Gli si rimprovera, e gli si rimproverava già in occasione del Conclave del 2005, la vicinanza alla dittatura militare (1976-1983), che in effetti godeva di un ampio appoggio da parte della Chiesa. "Non ci sono prove schiaccianti contro di lui, solo testimonianze. Ho scritto due libri con i racconti di padri gesuiti che narrano le ambiguità di quel periodo", afferma il giornalista argentino Horacio Verbitsky, autore di "L'isola del silenzio".
I due preti rapiti
All'epoca del colpo di Stato, Bergoglio aveva 40 anni, era prete e provinciale (superiore nazionale) della Compagnia di Gesù. L'episodio più controverso riguarda il sequestro di due sacerdoti che lavoravano nelle bidonville e che passarono cinque mesi nelle prigioni del regime. Sarebbe stato Bergoglio a togliere loro la protezione e a permetterne l'arresto. Il nuovo Papa però "non c'era quando la sua congregazione organizzò una cerimonia in omaggio all'ammiraglio Massera, uno dei capi della giunta", racconta Verbitsky, che lo giudica "un uomo molto abile" con frequenti ed espliciti contatti con il mondo politico, non solo allora.
La sua difesa
Bergoglio è stato confrontato alle accuse dallo stesso Verbitsky, al quale disse di non aver mai creduto che i due preti fossero "guerriglieri", e poi anche da Sergio Rubin e Francesca Ambrogetti, autori nel 2010 del libro-intervista "Il gesuita". Non si è sottratto alle domande. "La Chiesa", affermò, "come la società dell'epoca ha conosciuto solo a poco a poco gli orrori della dittatura (...) e la disperazione delle donne che cercavano in tutti modi i loro figli" desaparecidos. Riguardo alle traversie dei due due sacerdoti, il neo Papa sostenne di essersi mosso "sin dalla prima notte" per ottenerne la liberazione e che a questo scopo incontrò a più riprese gli aguzzini Massera e Jorge Videla.
"Altri furono complici, lui no"
In difesa di Bergoglio sono intervenuti oggi anche il premio Nobel per la pace Adolfo Perez Esquivel e Graciela Fernandez Meijide, che fa parte della commissione nazionale dei desaparecidos (uno era suo figlio): "dei vescovi furono complici della dittatura, ma Bergoglio non era uno di loro", ha affermato il primo. "Non mi risulta che abbia collaborato", ha dichiarato invece la seconda, "e lo conosco personalmente".
Il mea culpa
Nonostante respinga le accuse rivoltegli, Bergoglio nel 2000, da arcivescovo di Buenos Aires, spinse la Chiesa argentina a pubblicare una sorta di mea culpa, una missiva apostolica intitolata “Ricordare il passato per costruire saggiamente il presente”.
Contro l'aborto e i matrimoni gay
Molto più chiari sono i rapporti del pontefice con la politica in tempi recenti e in particolare con gli ultimi due presidenti argentini, Nestor e Cristina Kirchner.
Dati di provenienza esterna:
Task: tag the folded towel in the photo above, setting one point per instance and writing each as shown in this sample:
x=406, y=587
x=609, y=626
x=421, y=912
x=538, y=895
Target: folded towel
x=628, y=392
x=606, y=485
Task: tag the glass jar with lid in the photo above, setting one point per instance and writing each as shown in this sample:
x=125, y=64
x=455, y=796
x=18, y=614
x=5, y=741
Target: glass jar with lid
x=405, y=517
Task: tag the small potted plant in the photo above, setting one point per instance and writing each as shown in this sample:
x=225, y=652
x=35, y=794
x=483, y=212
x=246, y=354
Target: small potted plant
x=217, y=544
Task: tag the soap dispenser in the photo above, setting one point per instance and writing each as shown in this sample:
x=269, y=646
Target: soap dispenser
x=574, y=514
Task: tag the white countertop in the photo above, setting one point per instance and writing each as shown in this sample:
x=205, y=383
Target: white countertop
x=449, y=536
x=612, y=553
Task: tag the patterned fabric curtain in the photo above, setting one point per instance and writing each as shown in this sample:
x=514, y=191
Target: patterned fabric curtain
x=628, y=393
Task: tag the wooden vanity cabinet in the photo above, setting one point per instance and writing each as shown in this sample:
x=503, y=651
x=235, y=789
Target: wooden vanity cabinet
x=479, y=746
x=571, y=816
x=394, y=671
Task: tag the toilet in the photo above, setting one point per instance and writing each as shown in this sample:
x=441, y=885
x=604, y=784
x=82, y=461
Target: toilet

Il primo, scomparso nel 2010, lo definì "il vero rappresentante dell'opposizione". Con la moglie, attualmente al potere, Bergoglio ha avuto contrasti in occasione dell'introduzione della legge sui matrimoni omosessuali, che contestò definendola "un segno del diavolo, un tentativo di distruggere il piano di Dio". Lo scorso anno ha criticato però i preti che rifiutano di battezzare i bambini nati al di fuori del matrimonio, definendoli "degli ipocriti". L'ultima frontiera per la Chiesa, in Argentina come in tutta l'America Latina, è ora la lotta all'aborto, quasi ovunque illegale.
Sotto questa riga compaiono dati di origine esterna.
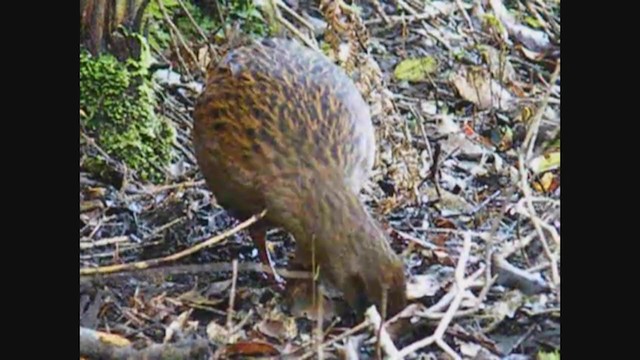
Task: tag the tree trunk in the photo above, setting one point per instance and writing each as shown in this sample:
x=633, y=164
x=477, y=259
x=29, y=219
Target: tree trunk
x=99, y=20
Segnato dalla crisi economica
Nel libro "Il gesuita", Rubin lo definisce "conservatore nella dottrina ma progressista in materia sociale", segnato dalla crisi economica che attanaglia l'Argentina dal 2001, "molto critico nei confronti del Fondo monetario internazionale e del neoliberalismo". Ed in effetti Bergoglio ha denunciato a molte riprese, nei suoi discorsi, le politiche delle autorità del suo paese che hanno reso sempre più grandi le inuguaglianze sociali.